Global-Flow-Local-Attention
Global-Flow-Local-Attention copied to clipboard
FID score is great, but SSIM score I got is lower than previous work
Hello, I have run your code. Good results have been achieved. But in the fashion dataset(176*256), only SSIM 0.65 was obtained and SSIM_256 is 0.68. Is there any problem with the SSIM I got? Because SSIM was reached 0.773 in 'Progressive Pose Attention Transfer for Person Image Generation'. I am very confused about this problem~ Thank you very much.
Hi, we did not provide SSIM scores in our paper. One reason is that metrics such as SSIM and PSNR cannot accurately evaluate the results of this task. Some explanations and experiments can be found in paper.

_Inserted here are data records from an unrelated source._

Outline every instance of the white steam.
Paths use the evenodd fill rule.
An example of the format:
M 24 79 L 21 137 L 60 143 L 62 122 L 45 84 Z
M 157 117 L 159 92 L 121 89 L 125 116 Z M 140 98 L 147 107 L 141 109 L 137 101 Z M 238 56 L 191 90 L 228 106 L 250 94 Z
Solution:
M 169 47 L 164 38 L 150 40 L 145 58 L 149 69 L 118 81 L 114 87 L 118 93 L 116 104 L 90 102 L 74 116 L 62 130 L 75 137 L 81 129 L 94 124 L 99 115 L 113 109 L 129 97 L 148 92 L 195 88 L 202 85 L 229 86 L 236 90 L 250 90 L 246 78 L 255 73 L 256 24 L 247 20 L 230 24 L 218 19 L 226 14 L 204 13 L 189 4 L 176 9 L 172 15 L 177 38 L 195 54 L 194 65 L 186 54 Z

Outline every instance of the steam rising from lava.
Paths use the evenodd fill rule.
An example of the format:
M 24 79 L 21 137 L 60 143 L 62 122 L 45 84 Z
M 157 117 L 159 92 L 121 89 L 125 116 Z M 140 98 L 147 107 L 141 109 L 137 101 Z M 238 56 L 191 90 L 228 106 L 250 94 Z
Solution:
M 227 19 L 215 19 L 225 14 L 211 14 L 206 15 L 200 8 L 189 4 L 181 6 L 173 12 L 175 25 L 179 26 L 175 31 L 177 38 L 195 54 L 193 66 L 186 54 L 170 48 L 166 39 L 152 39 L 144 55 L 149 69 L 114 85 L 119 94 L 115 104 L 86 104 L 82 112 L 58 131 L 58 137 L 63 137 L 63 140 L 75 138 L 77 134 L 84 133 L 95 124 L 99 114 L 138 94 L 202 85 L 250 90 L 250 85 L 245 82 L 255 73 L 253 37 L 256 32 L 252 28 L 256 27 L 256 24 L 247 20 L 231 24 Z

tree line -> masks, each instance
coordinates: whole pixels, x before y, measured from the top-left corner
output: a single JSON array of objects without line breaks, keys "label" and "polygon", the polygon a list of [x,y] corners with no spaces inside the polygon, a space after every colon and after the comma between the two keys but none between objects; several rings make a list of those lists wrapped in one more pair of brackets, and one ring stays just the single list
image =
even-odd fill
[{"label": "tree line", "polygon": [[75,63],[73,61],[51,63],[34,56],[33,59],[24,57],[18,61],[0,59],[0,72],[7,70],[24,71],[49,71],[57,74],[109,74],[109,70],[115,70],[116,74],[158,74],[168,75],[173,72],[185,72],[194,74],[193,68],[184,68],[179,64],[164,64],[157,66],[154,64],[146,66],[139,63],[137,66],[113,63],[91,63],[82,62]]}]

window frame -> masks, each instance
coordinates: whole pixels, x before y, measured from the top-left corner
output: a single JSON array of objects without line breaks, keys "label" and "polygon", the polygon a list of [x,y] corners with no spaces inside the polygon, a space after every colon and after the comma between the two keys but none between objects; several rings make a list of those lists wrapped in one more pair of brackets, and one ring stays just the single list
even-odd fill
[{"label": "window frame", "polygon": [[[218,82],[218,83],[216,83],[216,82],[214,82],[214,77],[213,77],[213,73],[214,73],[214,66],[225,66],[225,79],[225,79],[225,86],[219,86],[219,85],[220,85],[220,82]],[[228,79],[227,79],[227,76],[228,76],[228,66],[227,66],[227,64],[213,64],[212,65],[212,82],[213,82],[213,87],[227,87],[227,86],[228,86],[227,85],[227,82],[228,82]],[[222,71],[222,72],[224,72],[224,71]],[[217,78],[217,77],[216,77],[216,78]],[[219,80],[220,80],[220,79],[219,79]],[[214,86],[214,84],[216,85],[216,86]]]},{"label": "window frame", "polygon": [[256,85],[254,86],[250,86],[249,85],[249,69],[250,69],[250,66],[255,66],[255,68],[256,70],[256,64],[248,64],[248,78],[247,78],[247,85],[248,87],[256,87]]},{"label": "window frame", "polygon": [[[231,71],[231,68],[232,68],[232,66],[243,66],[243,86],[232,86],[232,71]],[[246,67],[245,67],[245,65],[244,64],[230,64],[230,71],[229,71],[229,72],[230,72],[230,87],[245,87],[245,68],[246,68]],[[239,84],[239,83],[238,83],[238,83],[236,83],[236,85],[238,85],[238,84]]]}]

@PangzeCheung Did you test upon the cropped 176*256 images directly? In PATN there is a cunning trick called "re-padding", as shown here:
def addBounding(image, bound=40):
h, w, c = image.shape
image_bound = np.ones((h, w+bound*2, c))*255
image_bound = image_bound.astype(np.uint8)

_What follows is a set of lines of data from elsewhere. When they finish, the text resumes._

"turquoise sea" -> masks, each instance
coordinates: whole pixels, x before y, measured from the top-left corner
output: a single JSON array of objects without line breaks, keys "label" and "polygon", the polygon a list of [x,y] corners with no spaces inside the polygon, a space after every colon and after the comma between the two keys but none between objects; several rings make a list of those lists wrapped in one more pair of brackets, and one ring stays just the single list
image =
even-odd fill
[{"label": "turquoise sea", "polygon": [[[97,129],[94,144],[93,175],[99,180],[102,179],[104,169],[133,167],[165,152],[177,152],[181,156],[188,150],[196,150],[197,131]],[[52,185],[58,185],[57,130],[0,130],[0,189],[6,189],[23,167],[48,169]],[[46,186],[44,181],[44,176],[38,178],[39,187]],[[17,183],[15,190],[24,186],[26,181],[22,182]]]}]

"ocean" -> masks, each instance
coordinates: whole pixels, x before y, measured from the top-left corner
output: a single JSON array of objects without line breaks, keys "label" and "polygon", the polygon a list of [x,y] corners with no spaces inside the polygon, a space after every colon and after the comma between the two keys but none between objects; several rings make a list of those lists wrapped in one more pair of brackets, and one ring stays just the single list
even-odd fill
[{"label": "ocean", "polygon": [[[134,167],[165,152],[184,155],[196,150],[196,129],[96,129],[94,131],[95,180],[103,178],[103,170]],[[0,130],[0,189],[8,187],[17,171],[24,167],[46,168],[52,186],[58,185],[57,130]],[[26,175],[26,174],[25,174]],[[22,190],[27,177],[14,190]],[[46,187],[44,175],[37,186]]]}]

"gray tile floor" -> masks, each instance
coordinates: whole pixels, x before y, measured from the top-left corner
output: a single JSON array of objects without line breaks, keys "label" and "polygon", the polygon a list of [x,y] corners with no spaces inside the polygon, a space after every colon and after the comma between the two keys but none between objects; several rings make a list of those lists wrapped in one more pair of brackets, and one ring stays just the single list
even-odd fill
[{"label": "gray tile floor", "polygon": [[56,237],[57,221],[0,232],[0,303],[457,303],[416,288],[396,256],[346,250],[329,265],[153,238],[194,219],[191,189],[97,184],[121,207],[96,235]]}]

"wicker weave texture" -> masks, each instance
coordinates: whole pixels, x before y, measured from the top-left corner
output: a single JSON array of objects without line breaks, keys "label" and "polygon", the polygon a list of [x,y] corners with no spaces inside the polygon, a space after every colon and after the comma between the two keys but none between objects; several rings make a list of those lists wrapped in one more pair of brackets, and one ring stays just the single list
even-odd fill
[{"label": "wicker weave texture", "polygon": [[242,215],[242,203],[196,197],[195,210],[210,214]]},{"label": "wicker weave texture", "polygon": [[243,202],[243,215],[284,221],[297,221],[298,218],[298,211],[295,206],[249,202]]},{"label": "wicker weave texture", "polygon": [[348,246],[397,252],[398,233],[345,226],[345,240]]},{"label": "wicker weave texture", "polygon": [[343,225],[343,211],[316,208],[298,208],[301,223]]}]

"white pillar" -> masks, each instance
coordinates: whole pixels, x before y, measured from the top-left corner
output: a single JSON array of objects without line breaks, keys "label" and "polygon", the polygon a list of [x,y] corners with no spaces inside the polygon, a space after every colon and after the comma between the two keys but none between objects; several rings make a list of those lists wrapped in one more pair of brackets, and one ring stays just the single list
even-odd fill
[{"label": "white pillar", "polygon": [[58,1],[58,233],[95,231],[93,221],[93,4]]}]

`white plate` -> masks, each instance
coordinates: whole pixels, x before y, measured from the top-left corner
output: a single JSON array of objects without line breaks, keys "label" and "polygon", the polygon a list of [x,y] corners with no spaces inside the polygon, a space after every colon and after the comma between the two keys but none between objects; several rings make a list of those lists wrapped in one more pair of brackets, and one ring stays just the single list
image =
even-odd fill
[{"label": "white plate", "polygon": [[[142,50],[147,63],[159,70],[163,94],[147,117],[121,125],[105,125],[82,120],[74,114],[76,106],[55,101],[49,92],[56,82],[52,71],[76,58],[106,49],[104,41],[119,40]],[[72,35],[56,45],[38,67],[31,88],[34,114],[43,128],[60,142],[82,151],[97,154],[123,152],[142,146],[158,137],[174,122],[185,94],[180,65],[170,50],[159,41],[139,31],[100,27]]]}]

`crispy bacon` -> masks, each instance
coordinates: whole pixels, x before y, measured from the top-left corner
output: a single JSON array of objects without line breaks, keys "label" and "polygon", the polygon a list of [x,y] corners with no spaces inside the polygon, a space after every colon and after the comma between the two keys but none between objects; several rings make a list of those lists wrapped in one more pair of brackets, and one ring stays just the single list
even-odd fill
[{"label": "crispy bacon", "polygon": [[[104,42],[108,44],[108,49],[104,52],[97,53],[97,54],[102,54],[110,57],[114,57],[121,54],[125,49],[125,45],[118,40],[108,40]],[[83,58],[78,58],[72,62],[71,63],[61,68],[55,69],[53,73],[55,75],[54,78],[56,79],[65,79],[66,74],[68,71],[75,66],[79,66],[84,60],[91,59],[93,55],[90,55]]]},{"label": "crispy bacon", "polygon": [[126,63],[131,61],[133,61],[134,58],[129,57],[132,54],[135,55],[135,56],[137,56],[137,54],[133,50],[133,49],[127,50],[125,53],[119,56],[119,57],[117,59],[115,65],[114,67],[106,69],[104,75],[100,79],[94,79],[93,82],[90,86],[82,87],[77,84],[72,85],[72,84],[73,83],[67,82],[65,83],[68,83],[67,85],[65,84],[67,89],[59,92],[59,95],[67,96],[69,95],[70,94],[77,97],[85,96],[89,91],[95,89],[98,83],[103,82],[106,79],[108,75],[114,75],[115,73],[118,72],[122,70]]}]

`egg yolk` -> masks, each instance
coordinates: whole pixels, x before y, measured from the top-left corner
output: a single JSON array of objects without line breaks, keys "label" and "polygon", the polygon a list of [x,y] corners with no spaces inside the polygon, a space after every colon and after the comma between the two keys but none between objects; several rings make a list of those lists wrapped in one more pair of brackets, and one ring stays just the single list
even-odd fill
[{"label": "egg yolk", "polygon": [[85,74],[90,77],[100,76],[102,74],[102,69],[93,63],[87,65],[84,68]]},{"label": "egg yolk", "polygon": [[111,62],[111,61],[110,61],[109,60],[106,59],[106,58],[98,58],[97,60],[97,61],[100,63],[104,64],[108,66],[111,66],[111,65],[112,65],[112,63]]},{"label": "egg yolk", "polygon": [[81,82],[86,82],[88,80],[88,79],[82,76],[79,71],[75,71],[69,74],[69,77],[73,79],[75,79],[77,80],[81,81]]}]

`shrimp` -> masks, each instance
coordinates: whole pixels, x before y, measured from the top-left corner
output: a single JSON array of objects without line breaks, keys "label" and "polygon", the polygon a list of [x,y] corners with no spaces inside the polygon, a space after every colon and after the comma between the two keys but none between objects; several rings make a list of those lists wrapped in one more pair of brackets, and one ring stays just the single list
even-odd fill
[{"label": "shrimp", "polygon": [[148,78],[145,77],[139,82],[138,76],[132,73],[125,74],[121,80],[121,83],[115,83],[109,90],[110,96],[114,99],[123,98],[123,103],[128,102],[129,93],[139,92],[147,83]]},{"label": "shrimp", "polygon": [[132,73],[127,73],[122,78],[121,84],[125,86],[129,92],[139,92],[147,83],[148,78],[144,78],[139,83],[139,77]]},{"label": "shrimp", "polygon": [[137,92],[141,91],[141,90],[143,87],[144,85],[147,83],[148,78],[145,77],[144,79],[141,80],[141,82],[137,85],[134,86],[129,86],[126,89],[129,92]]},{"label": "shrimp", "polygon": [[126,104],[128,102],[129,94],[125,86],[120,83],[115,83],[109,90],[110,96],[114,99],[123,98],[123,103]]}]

image_bound[:, bound:bound+w] = image
return image_bound
As you can see, during evaluation the cropped images are re-padded back to 256*256 with all white (255) pixels. Since the SSIM for padded area is 1, this trick can raise the SSIM scores by around 0.10. By the way, PATN without padding also only reaches 0.68.
Incidentally, @RenYurui's claim on the unreliability of SSIM is categorically true. I found more evidence by carrying a two-stage pose transfer, where both the SSIM and Inception score drop after stage II enhancement, but the perceptual quality is dramatically improved. You can find more details in this paper.
@Lotayou Yes, I test upon the cropped 176*256 images directly. I didn't notice the test in PATN's paper. Thank you for your kind answer!
@Lotayou great work! So, in your paper, the SSIM and FID score are all calculated upon the re-padding images or FID is calculated upon the cropped 176*256 images directly? Thank you very much!
@Lotayou great work! So, in your paper, the SSIM and FID score are all calculated upon the re-padding images or FID is calculated upon the cropped 176*256 images directly? Thank you very much!
Yep, we stick to the PATN evaluation scheme for a fair comparison (fair for our method, that is). I guess this trick only affects statistical measures such as PSNR and SSIM, while FID and LPIPS are evaluated upon deep semantic features so the padding shouldn't be causing too much difference.